More than mere hypocrisy, these failings are tacit admissions of a truth: In an advanced, highly technological society, most of us can’t or simply won’t live as if we inhabit a less sophisticated society. It’s impractical to take the slow boat when you can fly. If saving the planet requires that most of us adopt hunter gatherer lifestyles, I fear we are doomed. But we aren’t.

The challenge of global warming will not be met solely by dimming the lights. It will be met by something that may not lift many greenie hearts: entrepreneurship. A free-market environment is the best way to fight global warming because it allows entrepreneurs to create, and sell, new technologies. Just to name a few technological advances of the last 100 years, disposable medical supplies, plastics, air conditioning all have made the world a better place, and all make more innovation possible.

Human ingenuity, not pretending that jets don’t exist, solves problems. I’m only half joking when I say that, if carbon dioxide in the atmosphere really is going to kill the planet, somebody out there should start working on a carbon dioxide gobbling process. Come to think of it, somebody probably is. ‘Entrepreneurs are sub rosa,’ says P. J. Hill of the Property and Environment Research Center (PERC), a free-market environmental group in Montana.  Hill jokes that every time the price of oil rises to a certain level, technocrats get busy pursuing alternatives.

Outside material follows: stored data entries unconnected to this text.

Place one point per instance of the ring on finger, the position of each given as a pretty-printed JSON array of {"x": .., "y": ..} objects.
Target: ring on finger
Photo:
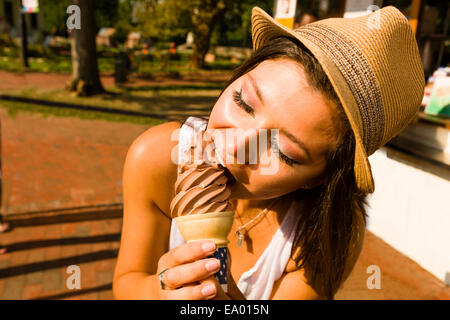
[{"x": 161, "y": 282}]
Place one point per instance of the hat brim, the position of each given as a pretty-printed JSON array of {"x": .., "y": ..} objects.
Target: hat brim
[{"x": 264, "y": 29}]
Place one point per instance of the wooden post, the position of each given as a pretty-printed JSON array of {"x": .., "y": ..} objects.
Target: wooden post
[{"x": 415, "y": 13}]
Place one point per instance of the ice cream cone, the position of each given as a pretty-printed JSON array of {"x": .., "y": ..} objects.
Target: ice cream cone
[{"x": 210, "y": 226}]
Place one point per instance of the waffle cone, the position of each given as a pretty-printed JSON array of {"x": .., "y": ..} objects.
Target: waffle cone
[{"x": 208, "y": 226}]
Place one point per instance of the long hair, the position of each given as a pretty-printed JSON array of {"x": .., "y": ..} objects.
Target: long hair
[{"x": 329, "y": 224}]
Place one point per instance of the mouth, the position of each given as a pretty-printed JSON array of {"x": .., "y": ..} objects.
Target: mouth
[{"x": 230, "y": 179}]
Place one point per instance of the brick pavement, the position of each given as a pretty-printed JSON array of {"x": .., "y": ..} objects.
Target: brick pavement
[{"x": 46, "y": 159}]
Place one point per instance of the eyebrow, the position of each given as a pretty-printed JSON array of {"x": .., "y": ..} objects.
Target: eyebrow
[
  {"x": 300, "y": 143},
  {"x": 256, "y": 88}
]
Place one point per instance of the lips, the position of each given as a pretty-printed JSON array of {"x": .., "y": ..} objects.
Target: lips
[{"x": 230, "y": 179}]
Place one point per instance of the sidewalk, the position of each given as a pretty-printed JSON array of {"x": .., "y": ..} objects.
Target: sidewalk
[
  {"x": 26, "y": 80},
  {"x": 67, "y": 162}
]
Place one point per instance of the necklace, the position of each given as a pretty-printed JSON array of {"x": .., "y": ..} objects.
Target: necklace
[{"x": 240, "y": 234}]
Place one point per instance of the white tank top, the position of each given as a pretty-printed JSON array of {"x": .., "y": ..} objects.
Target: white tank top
[{"x": 256, "y": 283}]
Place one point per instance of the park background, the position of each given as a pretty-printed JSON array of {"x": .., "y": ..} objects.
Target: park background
[{"x": 73, "y": 101}]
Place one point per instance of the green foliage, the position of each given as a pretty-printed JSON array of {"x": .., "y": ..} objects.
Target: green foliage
[
  {"x": 165, "y": 21},
  {"x": 55, "y": 15}
]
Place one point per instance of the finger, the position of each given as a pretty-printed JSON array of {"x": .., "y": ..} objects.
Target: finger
[
  {"x": 203, "y": 291},
  {"x": 220, "y": 293},
  {"x": 192, "y": 272},
  {"x": 186, "y": 253}
]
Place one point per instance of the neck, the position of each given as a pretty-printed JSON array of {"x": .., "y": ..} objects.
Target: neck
[{"x": 247, "y": 209}]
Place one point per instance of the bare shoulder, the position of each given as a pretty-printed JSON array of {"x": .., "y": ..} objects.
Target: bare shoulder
[{"x": 149, "y": 171}]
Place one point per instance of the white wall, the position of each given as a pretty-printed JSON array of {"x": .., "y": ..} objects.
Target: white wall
[{"x": 410, "y": 210}]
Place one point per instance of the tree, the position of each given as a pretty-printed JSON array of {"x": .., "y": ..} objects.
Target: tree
[
  {"x": 175, "y": 18},
  {"x": 85, "y": 75}
]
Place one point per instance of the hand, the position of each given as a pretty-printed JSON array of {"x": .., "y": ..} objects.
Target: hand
[{"x": 189, "y": 275}]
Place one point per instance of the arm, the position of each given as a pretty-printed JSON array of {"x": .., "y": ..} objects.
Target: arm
[
  {"x": 148, "y": 179},
  {"x": 147, "y": 174},
  {"x": 293, "y": 285}
]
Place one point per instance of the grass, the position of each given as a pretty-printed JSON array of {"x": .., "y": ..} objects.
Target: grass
[
  {"x": 14, "y": 108},
  {"x": 57, "y": 64},
  {"x": 164, "y": 100}
]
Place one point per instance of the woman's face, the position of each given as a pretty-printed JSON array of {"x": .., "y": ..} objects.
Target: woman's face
[{"x": 275, "y": 95}]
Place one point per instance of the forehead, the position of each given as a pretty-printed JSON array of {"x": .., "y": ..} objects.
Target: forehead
[{"x": 291, "y": 103}]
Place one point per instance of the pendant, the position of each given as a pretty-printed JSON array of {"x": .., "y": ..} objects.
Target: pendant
[{"x": 240, "y": 238}]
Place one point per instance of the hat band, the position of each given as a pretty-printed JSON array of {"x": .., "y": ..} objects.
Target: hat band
[{"x": 359, "y": 76}]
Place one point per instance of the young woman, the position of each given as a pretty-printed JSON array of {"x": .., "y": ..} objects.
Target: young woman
[{"x": 336, "y": 96}]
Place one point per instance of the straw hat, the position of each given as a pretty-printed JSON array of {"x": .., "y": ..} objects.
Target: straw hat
[{"x": 374, "y": 66}]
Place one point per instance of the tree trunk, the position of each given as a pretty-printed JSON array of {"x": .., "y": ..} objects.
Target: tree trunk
[{"x": 85, "y": 75}]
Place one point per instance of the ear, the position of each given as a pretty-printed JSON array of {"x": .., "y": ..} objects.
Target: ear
[{"x": 314, "y": 183}]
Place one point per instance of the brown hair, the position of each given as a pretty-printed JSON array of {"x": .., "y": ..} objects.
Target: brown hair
[{"x": 330, "y": 220}]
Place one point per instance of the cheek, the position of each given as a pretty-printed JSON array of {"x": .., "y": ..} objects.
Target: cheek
[{"x": 286, "y": 180}]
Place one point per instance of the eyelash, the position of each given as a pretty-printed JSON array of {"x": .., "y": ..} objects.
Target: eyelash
[{"x": 237, "y": 97}]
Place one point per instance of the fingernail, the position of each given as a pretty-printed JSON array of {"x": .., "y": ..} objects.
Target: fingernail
[
  {"x": 208, "y": 246},
  {"x": 208, "y": 290},
  {"x": 212, "y": 265}
]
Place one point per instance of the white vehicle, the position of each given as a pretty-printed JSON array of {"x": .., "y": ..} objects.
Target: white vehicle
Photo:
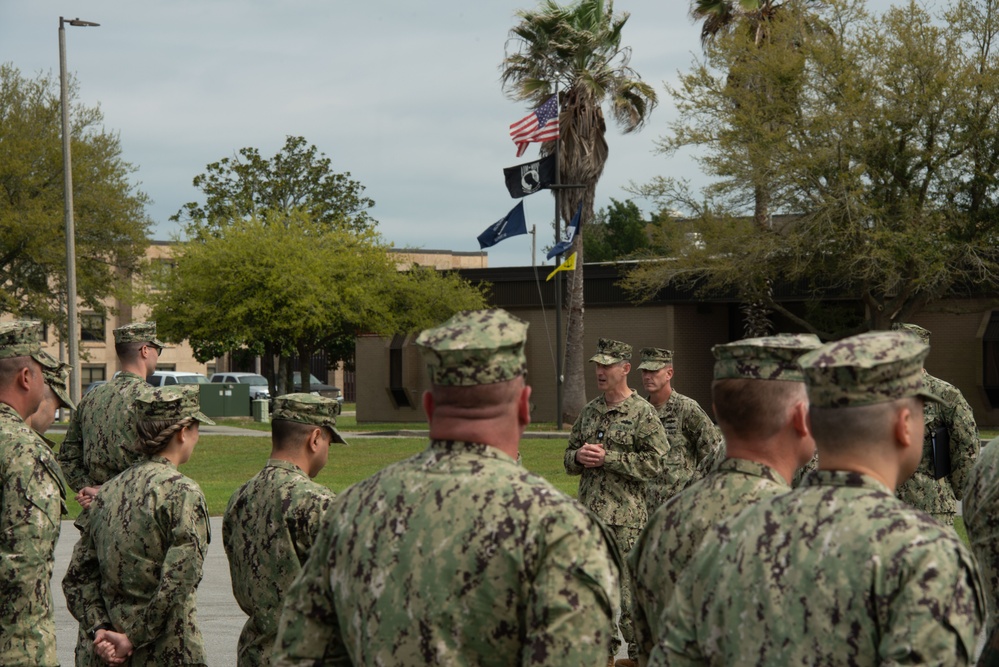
[
  {"x": 258, "y": 383},
  {"x": 167, "y": 378}
]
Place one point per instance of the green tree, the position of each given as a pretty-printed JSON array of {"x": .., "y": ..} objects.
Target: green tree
[
  {"x": 577, "y": 50},
  {"x": 299, "y": 177},
  {"x": 886, "y": 181},
  {"x": 292, "y": 286},
  {"x": 109, "y": 210},
  {"x": 618, "y": 231}
]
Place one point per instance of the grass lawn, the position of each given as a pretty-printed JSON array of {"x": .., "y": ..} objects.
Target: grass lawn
[{"x": 220, "y": 464}]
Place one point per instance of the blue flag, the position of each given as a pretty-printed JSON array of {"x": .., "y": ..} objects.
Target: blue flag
[
  {"x": 511, "y": 224},
  {"x": 570, "y": 233}
]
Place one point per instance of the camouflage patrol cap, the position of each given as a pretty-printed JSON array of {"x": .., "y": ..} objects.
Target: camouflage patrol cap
[
  {"x": 765, "y": 358},
  {"x": 654, "y": 358},
  {"x": 20, "y": 338},
  {"x": 611, "y": 352},
  {"x": 915, "y": 329},
  {"x": 873, "y": 367},
  {"x": 171, "y": 403},
  {"x": 138, "y": 332},
  {"x": 308, "y": 409},
  {"x": 56, "y": 376},
  {"x": 475, "y": 347}
]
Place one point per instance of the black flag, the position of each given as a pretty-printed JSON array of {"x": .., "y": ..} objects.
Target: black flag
[{"x": 528, "y": 178}]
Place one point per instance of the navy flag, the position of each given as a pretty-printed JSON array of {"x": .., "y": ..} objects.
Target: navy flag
[
  {"x": 570, "y": 235},
  {"x": 511, "y": 224},
  {"x": 526, "y": 179}
]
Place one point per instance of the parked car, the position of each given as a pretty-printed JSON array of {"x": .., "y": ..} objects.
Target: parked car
[
  {"x": 319, "y": 388},
  {"x": 165, "y": 378},
  {"x": 258, "y": 383}
]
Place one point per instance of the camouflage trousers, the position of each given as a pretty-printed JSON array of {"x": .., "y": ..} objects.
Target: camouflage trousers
[{"x": 626, "y": 536}]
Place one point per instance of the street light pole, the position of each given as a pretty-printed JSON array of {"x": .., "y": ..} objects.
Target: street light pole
[{"x": 71, "y": 325}]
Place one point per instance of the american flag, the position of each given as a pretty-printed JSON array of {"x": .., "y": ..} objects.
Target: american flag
[{"x": 540, "y": 125}]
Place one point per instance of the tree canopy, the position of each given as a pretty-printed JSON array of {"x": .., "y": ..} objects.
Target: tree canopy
[
  {"x": 109, "y": 210},
  {"x": 298, "y": 177},
  {"x": 577, "y": 49},
  {"x": 883, "y": 184}
]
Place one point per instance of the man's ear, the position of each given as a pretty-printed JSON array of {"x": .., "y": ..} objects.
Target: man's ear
[{"x": 428, "y": 405}]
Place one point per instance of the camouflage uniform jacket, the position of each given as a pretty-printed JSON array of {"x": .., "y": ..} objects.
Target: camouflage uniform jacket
[
  {"x": 457, "y": 556},
  {"x": 940, "y": 496},
  {"x": 675, "y": 531},
  {"x": 138, "y": 562},
  {"x": 92, "y": 451},
  {"x": 269, "y": 527},
  {"x": 637, "y": 451},
  {"x": 980, "y": 509},
  {"x": 836, "y": 572},
  {"x": 693, "y": 435},
  {"x": 32, "y": 502}
]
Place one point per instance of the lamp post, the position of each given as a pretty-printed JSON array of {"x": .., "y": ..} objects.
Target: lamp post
[{"x": 71, "y": 326}]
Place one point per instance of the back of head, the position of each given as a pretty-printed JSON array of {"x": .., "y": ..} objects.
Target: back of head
[
  {"x": 472, "y": 356},
  {"x": 756, "y": 382},
  {"x": 162, "y": 411},
  {"x": 854, "y": 384},
  {"x": 296, "y": 415}
]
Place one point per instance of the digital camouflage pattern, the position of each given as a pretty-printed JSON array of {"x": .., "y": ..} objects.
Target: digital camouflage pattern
[
  {"x": 637, "y": 451},
  {"x": 138, "y": 332},
  {"x": 269, "y": 527},
  {"x": 456, "y": 556},
  {"x": 611, "y": 352},
  {"x": 101, "y": 431},
  {"x": 980, "y": 509},
  {"x": 939, "y": 496},
  {"x": 675, "y": 531},
  {"x": 32, "y": 502},
  {"x": 308, "y": 409},
  {"x": 692, "y": 435},
  {"x": 139, "y": 561},
  {"x": 475, "y": 347},
  {"x": 836, "y": 572},
  {"x": 174, "y": 403},
  {"x": 869, "y": 368}
]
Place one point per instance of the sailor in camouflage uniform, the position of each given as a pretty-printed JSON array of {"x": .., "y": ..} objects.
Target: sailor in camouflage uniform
[
  {"x": 458, "y": 555},
  {"x": 838, "y": 571},
  {"x": 980, "y": 510},
  {"x": 134, "y": 573},
  {"x": 271, "y": 521},
  {"x": 688, "y": 428},
  {"x": 93, "y": 451},
  {"x": 761, "y": 405},
  {"x": 923, "y": 491},
  {"x": 618, "y": 445},
  {"x": 32, "y": 502}
]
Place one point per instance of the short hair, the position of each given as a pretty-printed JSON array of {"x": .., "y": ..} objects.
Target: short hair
[
  {"x": 287, "y": 435},
  {"x": 155, "y": 434},
  {"x": 842, "y": 429},
  {"x": 752, "y": 409},
  {"x": 130, "y": 351},
  {"x": 10, "y": 367}
]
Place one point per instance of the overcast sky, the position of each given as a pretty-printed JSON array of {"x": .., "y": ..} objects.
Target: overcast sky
[{"x": 404, "y": 95}]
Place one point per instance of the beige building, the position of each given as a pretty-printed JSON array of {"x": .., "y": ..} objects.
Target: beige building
[{"x": 392, "y": 377}]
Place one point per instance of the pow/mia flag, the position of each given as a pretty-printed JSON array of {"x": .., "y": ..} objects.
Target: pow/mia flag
[
  {"x": 526, "y": 179},
  {"x": 511, "y": 224}
]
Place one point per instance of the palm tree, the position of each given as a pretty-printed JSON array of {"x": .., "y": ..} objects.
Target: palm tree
[{"x": 576, "y": 50}]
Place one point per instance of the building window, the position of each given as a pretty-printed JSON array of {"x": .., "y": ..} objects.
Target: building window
[
  {"x": 89, "y": 374},
  {"x": 990, "y": 359},
  {"x": 92, "y": 328}
]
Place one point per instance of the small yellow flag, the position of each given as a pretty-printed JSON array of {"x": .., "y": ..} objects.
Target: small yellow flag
[{"x": 568, "y": 265}]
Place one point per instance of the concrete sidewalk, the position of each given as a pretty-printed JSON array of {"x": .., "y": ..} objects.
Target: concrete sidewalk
[{"x": 219, "y": 616}]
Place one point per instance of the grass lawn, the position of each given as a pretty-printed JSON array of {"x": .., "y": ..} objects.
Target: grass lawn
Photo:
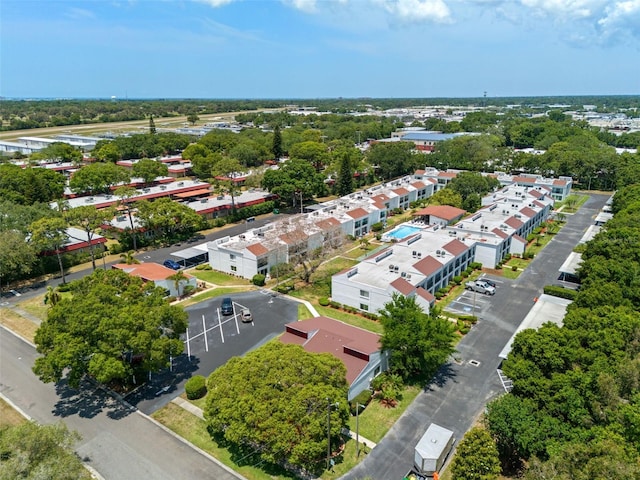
[
  {"x": 8, "y": 416},
  {"x": 351, "y": 319},
  {"x": 216, "y": 292},
  {"x": 303, "y": 312},
  {"x": 18, "y": 324},
  {"x": 194, "y": 430},
  {"x": 376, "y": 420},
  {"x": 218, "y": 278},
  {"x": 35, "y": 306}
]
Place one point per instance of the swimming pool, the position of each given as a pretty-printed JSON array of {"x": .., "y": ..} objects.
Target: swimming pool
[{"x": 402, "y": 231}]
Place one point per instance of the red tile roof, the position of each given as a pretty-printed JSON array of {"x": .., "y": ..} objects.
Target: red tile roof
[
  {"x": 446, "y": 212},
  {"x": 402, "y": 286},
  {"x": 421, "y": 292},
  {"x": 258, "y": 249},
  {"x": 456, "y": 247},
  {"x": 513, "y": 222},
  {"x": 349, "y": 344},
  {"x": 427, "y": 265},
  {"x": 527, "y": 212},
  {"x": 149, "y": 272},
  {"x": 328, "y": 223},
  {"x": 401, "y": 191},
  {"x": 500, "y": 233},
  {"x": 357, "y": 213}
]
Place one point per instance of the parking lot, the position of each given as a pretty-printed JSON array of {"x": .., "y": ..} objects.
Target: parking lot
[
  {"x": 212, "y": 339},
  {"x": 474, "y": 303}
]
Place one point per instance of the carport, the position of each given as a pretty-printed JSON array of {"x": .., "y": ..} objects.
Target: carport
[
  {"x": 569, "y": 268},
  {"x": 192, "y": 256}
]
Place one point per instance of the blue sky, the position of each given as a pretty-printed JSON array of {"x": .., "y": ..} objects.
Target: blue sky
[{"x": 318, "y": 48}]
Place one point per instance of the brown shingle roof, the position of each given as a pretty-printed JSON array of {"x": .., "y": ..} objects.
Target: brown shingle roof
[
  {"x": 148, "y": 271},
  {"x": 349, "y": 344},
  {"x": 446, "y": 212},
  {"x": 402, "y": 286},
  {"x": 513, "y": 222},
  {"x": 427, "y": 265},
  {"x": 357, "y": 213},
  {"x": 527, "y": 212}
]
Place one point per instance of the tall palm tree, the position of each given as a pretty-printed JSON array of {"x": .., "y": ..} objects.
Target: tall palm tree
[
  {"x": 178, "y": 279},
  {"x": 128, "y": 258}
]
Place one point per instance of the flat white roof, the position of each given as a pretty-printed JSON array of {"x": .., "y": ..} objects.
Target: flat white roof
[{"x": 547, "y": 309}]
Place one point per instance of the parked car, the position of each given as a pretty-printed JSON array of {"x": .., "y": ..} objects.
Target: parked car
[
  {"x": 480, "y": 287},
  {"x": 246, "y": 315},
  {"x": 172, "y": 264},
  {"x": 226, "y": 308}
]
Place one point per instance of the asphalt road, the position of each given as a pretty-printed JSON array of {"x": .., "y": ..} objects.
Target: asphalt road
[
  {"x": 119, "y": 443},
  {"x": 462, "y": 388},
  {"x": 158, "y": 255},
  {"x": 202, "y": 357}
]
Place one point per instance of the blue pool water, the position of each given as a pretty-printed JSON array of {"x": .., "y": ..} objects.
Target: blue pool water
[{"x": 403, "y": 232}]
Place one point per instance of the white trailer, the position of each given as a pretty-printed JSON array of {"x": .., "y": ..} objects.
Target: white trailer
[{"x": 432, "y": 449}]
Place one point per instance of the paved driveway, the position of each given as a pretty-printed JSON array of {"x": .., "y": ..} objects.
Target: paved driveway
[
  {"x": 226, "y": 336},
  {"x": 460, "y": 391}
]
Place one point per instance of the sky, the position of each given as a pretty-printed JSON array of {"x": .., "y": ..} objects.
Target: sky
[{"x": 318, "y": 48}]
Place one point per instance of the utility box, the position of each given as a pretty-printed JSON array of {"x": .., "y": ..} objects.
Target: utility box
[{"x": 432, "y": 449}]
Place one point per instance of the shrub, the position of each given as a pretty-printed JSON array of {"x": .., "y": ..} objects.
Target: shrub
[
  {"x": 363, "y": 398},
  {"x": 561, "y": 292},
  {"x": 196, "y": 387}
]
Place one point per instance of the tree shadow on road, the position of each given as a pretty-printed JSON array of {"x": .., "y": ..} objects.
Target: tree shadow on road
[
  {"x": 444, "y": 374},
  {"x": 87, "y": 401}
]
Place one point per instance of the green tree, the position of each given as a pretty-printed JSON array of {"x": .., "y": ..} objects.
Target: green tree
[
  {"x": 313, "y": 152},
  {"x": 89, "y": 219},
  {"x": 50, "y": 235},
  {"x": 149, "y": 170},
  {"x": 98, "y": 178},
  {"x": 17, "y": 254},
  {"x": 283, "y": 391},
  {"x": 107, "y": 152},
  {"x": 293, "y": 178},
  {"x": 110, "y": 319},
  {"x": 125, "y": 194},
  {"x": 168, "y": 217},
  {"x": 152, "y": 125},
  {"x": 192, "y": 118},
  {"x": 345, "y": 177},
  {"x": 225, "y": 171},
  {"x": 393, "y": 159},
  {"x": 27, "y": 186},
  {"x": 476, "y": 457},
  {"x": 419, "y": 342},
  {"x": 179, "y": 279},
  {"x": 33, "y": 451},
  {"x": 276, "y": 146}
]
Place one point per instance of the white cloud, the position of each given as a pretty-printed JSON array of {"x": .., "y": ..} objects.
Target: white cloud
[{"x": 417, "y": 11}]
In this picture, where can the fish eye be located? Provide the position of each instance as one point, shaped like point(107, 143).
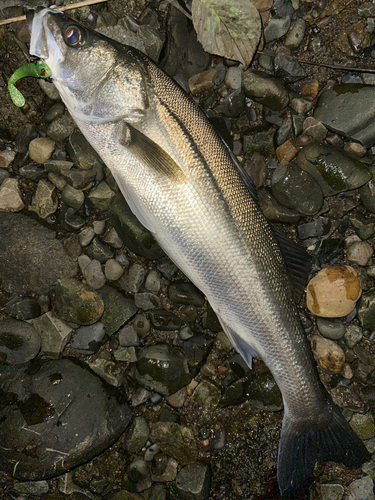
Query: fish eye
point(73, 36)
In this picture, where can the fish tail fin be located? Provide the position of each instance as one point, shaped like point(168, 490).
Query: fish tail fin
point(303, 444)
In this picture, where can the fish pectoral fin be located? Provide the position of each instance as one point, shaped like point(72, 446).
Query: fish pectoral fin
point(298, 263)
point(242, 347)
point(149, 152)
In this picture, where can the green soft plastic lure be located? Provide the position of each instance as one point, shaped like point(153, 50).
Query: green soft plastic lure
point(38, 69)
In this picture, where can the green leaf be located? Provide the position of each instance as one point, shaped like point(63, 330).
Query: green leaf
point(228, 28)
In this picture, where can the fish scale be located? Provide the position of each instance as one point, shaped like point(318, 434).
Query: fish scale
point(184, 185)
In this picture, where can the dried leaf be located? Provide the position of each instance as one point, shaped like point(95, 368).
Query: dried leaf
point(228, 28)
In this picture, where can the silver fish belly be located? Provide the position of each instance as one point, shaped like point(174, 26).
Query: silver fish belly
point(181, 182)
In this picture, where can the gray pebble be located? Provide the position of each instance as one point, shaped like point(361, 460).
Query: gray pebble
point(88, 339)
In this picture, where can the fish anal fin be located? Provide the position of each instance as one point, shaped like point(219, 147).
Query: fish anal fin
point(149, 152)
point(243, 348)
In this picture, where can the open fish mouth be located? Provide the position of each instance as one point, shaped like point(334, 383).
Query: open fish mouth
point(43, 43)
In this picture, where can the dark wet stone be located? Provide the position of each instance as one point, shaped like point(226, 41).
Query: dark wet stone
point(296, 189)
point(193, 482)
point(130, 230)
point(273, 211)
point(70, 432)
point(88, 339)
point(239, 366)
point(185, 293)
point(137, 435)
point(71, 220)
point(318, 227)
point(23, 308)
point(366, 310)
point(260, 141)
point(163, 369)
point(82, 154)
point(367, 193)
point(233, 104)
point(99, 251)
point(265, 89)
point(77, 303)
point(349, 110)
point(118, 309)
point(262, 392)
point(288, 68)
point(333, 170)
point(176, 441)
point(19, 342)
point(329, 250)
point(31, 268)
point(164, 320)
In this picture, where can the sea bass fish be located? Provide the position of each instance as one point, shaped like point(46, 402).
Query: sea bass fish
point(186, 187)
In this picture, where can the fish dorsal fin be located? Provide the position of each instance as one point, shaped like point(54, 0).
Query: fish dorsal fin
point(150, 153)
point(298, 263)
point(242, 347)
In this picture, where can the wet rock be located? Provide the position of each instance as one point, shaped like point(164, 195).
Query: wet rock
point(333, 329)
point(23, 308)
point(141, 325)
point(137, 238)
point(319, 227)
point(72, 197)
point(295, 34)
point(335, 110)
point(366, 311)
point(70, 432)
point(54, 333)
point(153, 282)
point(334, 171)
point(333, 292)
point(360, 253)
point(10, 196)
point(328, 354)
point(19, 342)
point(99, 251)
point(163, 369)
point(361, 489)
point(33, 267)
point(185, 293)
point(288, 68)
point(135, 278)
point(277, 27)
point(112, 239)
point(164, 320)
point(137, 435)
point(331, 491)
point(60, 129)
point(93, 275)
point(77, 303)
point(257, 169)
point(260, 141)
point(296, 189)
point(89, 339)
point(101, 196)
point(207, 394)
point(262, 392)
point(176, 441)
point(118, 309)
point(147, 301)
point(46, 200)
point(273, 211)
point(113, 270)
point(41, 149)
point(264, 89)
point(363, 425)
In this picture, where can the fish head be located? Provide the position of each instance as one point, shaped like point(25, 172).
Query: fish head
point(91, 72)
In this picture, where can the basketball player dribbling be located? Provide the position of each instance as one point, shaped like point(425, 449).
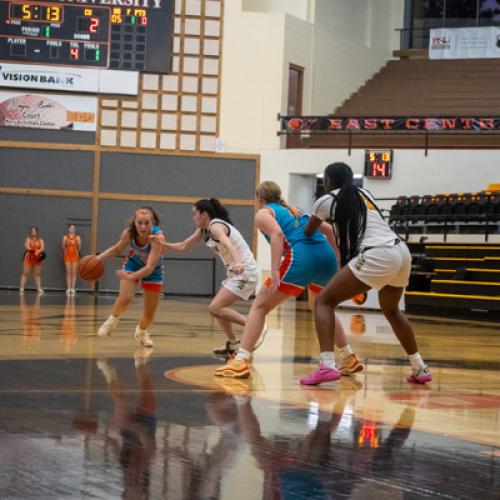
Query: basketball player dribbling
point(32, 261)
point(71, 244)
point(141, 265)
point(214, 227)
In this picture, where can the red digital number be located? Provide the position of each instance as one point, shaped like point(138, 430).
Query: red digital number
point(379, 169)
point(94, 24)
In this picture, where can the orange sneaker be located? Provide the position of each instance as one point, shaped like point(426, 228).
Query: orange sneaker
point(350, 365)
point(234, 368)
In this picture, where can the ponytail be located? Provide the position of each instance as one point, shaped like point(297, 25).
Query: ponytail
point(131, 227)
point(214, 208)
point(350, 222)
point(270, 192)
point(350, 210)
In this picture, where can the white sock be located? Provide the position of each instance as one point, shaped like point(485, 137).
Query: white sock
point(243, 354)
point(327, 358)
point(416, 361)
point(345, 351)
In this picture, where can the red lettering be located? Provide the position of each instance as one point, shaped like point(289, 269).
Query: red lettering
point(450, 123)
point(351, 123)
point(412, 123)
point(486, 123)
point(335, 124)
point(370, 124)
point(467, 123)
point(431, 124)
point(295, 123)
point(387, 123)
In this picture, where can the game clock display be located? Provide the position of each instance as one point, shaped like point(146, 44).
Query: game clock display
point(95, 33)
point(378, 163)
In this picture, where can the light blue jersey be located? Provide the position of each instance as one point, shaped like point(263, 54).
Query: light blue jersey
point(307, 260)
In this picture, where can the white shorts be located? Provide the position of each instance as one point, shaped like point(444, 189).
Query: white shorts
point(242, 285)
point(381, 266)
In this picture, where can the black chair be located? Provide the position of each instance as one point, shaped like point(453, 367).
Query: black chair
point(435, 207)
point(478, 206)
point(421, 209)
point(411, 207)
point(448, 208)
point(396, 211)
point(493, 207)
point(462, 207)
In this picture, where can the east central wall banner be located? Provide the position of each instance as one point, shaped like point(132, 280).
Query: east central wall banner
point(53, 111)
point(464, 43)
point(290, 124)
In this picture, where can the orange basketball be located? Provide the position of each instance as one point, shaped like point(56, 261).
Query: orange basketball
point(360, 299)
point(90, 268)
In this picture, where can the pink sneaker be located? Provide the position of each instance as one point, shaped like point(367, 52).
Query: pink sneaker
point(322, 374)
point(422, 376)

Myron Ebell, director of global warming and international environmental policy for the Competitive Enterprise Institute (CEI), says that there is evidence that the level of carbon dioxide in the atmosphere is, indeed, going up and that the earth is “a little bit warmer.” But, “This is not a scary story,” Ebell says. There is sufficient time for “clever people to figure out new technologies.”

One of the key obstacles to finding real solutions: government intervention, which is ever so warmly encouraged by most left-leaning environmentalists. Hill urges that government must not “step in and pick winners and losers” because the result is an inevitable rush for federal subsidies or tax benefits for programs that, in reality, promise little relief. Here think ethanol and wind farms. Nuclear power, which may actually provide solutions, is by contrast, widely derided by those in the technologically-hostile sector of the environmental movement.

While most people don’t want to live like cave men, they are interested in products that will help us conserve the planet and be good stewards of the environment. There is a market for such products and good products will not need government intervention to succeed. Many consumers, for example, prefer “fair trade” coffee, which carries assurances that it was produced under acceptable conditions. As long as this is a choice, rather than government mandates, this is a highly appealing idea.  

Many doomsday scenarios are predicated on the idea of stasis that people will continue to behave exactly as they do now; even as the world around them grows warmer, they will fail to adapt. But that is not how human beings behave.  If it were, much of The Netherlands would be under water. Inhabitants of that region began to build ‘artificial dwelling hills’ as early as 500 BC, until dykes began to be constructed in the 1200’s. There is no reason to believe that homo sapiens are any less sapient today. Human resilience will be the key to confronting the global warming challenge.

And what about my call for a machine or process to eat up the carbon dioxide in the atmosphere?In the process of researching for this article, I learned that there are actually people at work on a process to alleviate carbon dioxide in the atmosphere. One intriguing theory, which may or may not be promising, it’s in the initial stages?is that releasing sulphur into the atmosphere will reduce carbon dioxide.

Imagining some space age device, I wondered how this would be done. Some have suggested a less avant garde way to get sulphur into the atmosphere: build more coal mines. Coal puts more sulphur into the atmosphere. Or maybe we should use more aerosol sprays? Aerosols were blamed in the 1970s when some scientists and prominent laymen including Isaac Asimov, feared that cooling, not warming, was the coming danger for the planet. Global cooling? Puh-leeze, not that again.